Although McDonald's originated and developed in the United States, the key to its acceptance in Japan was the adoption of Japanese marketing strategies. Instead of the company's original pronunciation, it is called "Makudonarudo," a sound that is more pleasing to the Japanese ear. And in order to carry out a unified strategy of expansion, McDonald's Japan has rejected the U.S. model of relying on franchises and has been employing a system of direct management. It has also launched a number of Japanese-style products, such as the Teriyaki McBurger, that have become popular.
The McDonald's Way
Another key factor to the chain's acceptance among Japanese consumers has been its detailed manuals, the size and breadth of which are astonishing. Twenty-five chapters cover everything from methods of preparation and quality control to dealing with customers. If these manuals were compiled into a book, it would run to 450 pages. For example, the manual calls for the bottom of the double-sided hamburger grill to be set to 177 degrees Celsius (351 degrees Fahrenheit) and the top to 218 degrees Celsius (424 degrees Fahrenheit), with the patty being cooked for at least 38 seconds. As for buns, the top is to be 16 millimeters thick and the bottom 13 millimeters.
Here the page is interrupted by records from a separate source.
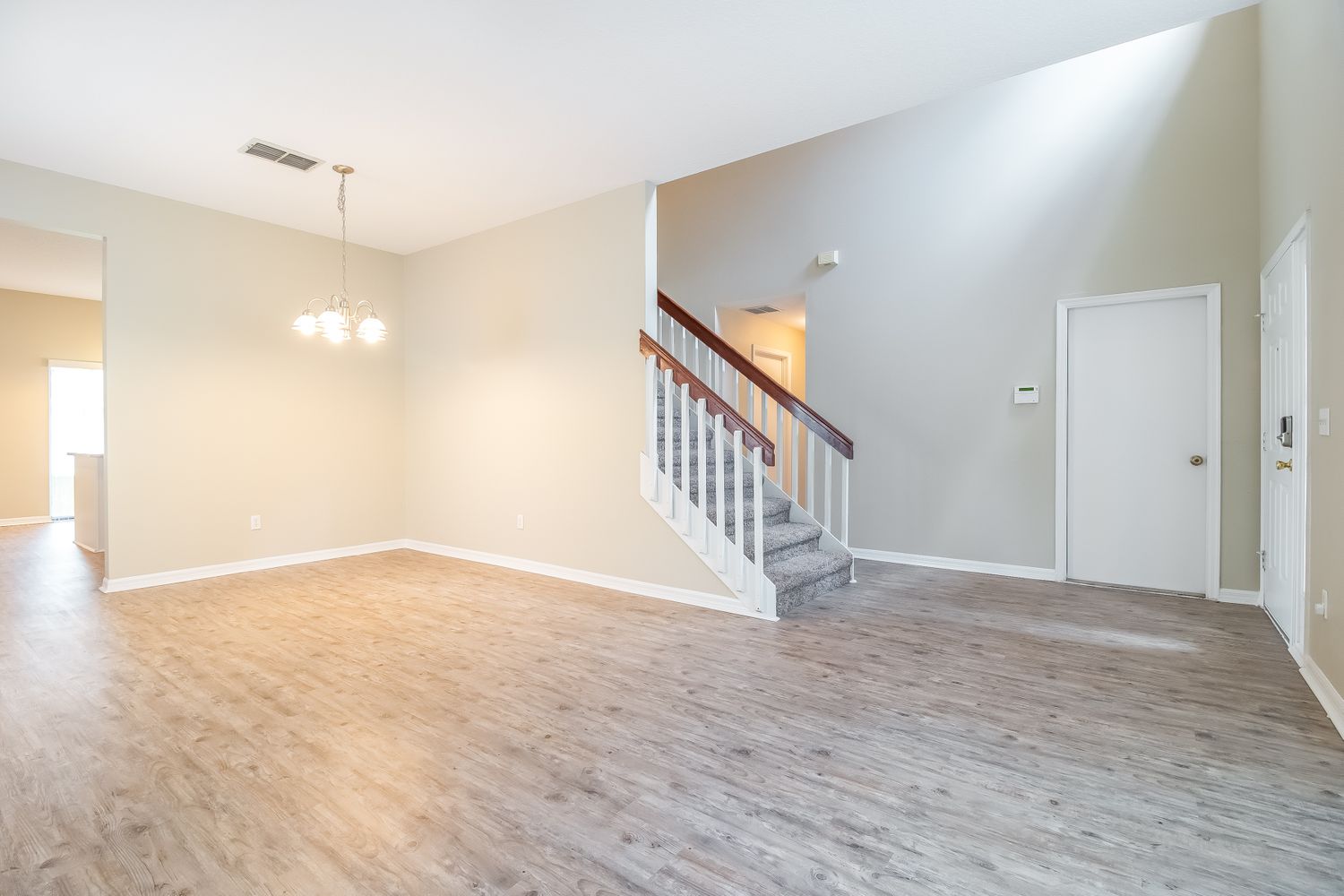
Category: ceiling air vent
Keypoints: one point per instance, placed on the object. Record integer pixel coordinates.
(271, 152)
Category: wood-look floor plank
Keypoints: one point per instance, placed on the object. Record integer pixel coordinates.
(403, 723)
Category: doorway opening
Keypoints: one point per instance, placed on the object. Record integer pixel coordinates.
(51, 394)
(1137, 440)
(773, 336)
(74, 403)
(1284, 435)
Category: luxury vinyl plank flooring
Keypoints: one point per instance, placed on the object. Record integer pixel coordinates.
(403, 723)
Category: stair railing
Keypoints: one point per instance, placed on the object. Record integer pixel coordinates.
(733, 441)
(762, 403)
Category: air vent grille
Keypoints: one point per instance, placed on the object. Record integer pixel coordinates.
(271, 152)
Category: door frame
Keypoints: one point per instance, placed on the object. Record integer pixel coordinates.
(780, 355)
(1301, 230)
(1212, 296)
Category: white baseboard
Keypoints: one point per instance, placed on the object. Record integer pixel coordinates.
(24, 520)
(585, 576)
(1324, 692)
(1236, 595)
(172, 576)
(599, 579)
(960, 565)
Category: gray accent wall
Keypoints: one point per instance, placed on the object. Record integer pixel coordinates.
(1303, 142)
(960, 225)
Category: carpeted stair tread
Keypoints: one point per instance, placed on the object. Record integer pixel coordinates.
(779, 536)
(806, 568)
(771, 508)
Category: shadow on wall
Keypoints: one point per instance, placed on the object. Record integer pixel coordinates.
(961, 223)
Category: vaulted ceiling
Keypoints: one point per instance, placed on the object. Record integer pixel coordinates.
(465, 115)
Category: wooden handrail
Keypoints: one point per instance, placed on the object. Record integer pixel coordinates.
(752, 437)
(787, 400)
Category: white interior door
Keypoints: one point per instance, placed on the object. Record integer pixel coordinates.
(1282, 437)
(1139, 443)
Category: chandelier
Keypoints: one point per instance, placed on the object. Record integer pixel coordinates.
(336, 316)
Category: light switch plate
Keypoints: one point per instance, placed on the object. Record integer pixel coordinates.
(1026, 395)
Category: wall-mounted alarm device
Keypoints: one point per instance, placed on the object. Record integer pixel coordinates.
(1026, 395)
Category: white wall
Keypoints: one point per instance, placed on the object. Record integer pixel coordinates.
(215, 409)
(524, 394)
(960, 225)
(1303, 147)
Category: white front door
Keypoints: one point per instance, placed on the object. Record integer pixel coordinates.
(1139, 444)
(1282, 435)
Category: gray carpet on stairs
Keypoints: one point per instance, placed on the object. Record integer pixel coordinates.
(793, 557)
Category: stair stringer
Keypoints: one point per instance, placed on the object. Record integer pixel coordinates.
(753, 591)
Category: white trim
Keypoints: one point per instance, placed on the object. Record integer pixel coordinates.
(1212, 296)
(585, 576)
(1301, 230)
(90, 366)
(1325, 692)
(961, 565)
(1236, 595)
(780, 355)
(172, 576)
(24, 520)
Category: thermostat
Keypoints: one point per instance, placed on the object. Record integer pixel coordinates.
(1026, 395)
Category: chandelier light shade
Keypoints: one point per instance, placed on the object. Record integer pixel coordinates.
(336, 316)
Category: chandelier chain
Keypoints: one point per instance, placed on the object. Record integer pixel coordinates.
(340, 207)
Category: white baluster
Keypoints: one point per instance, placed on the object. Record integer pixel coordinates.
(718, 493)
(828, 487)
(741, 559)
(758, 514)
(685, 455)
(812, 473)
(667, 445)
(702, 511)
(793, 452)
(844, 497)
(650, 421)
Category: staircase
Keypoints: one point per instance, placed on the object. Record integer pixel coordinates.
(709, 465)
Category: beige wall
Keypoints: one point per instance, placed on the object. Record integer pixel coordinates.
(1303, 148)
(524, 395)
(32, 331)
(217, 410)
(960, 225)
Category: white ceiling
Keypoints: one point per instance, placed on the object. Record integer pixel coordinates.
(470, 113)
(790, 311)
(43, 261)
While manuals are no substitute for skilled cooks and servers, they play an indispensable role in securing a minimum level of taste, quality, and service with which customers will be satisfied. The manuals prepare even the newest part-time workers, who make up 95% of McDonald's employees, to be ready for action quickly. Worker manuals, an American invention that McDonald's popularized in Japan, have been given Japanese touches and have not just spread throughout the private sector but also penetrated into the bureaucracy and even old-style Japanese inns. Because of its thorough manuals, McDonald's Japan has been attracting attention as a leader in supervisory management and training.
Resolutely lowering prices is a weapon that McDonald's Japan has been employing over the past few years to register rapid growth. The company carried out a customer satisfaction survey during the economic slump that followed the bursting of the "bubble economy" of the late 1980s. Based on the results of that survey, McDonald's Japan lowered the price of a hamburger from 210 yen to 130 yen. The company moved to lower prices again in April 2000, cutting the price of a hamburger in half to 65 yen (52 cents) on weekdays.
McDonald's Japan has put into practice a strategy of cutting supply costs and increasing the number of stores, mainly smaller ones, based on thorough market research. This strategy has combined with an era of deflation to win over consumers, even older male office workers who had previously stayed away from fast food. McDonald's Japan is now selling about 1.3 billion hamburgers per year, about five times as many as before the price cuts. The number of customers per year has grown as well: up 18% to 1.3 billion.
This successful company has seen its half-price strategy spread not just throughout the fast-food industry but also through the restaurant industry as a whole. Even supermarkets, specialty shops, and discount shops have been cutting prices recently. It looks as though Japan will continue to feel the "McDonald's effect" for some time.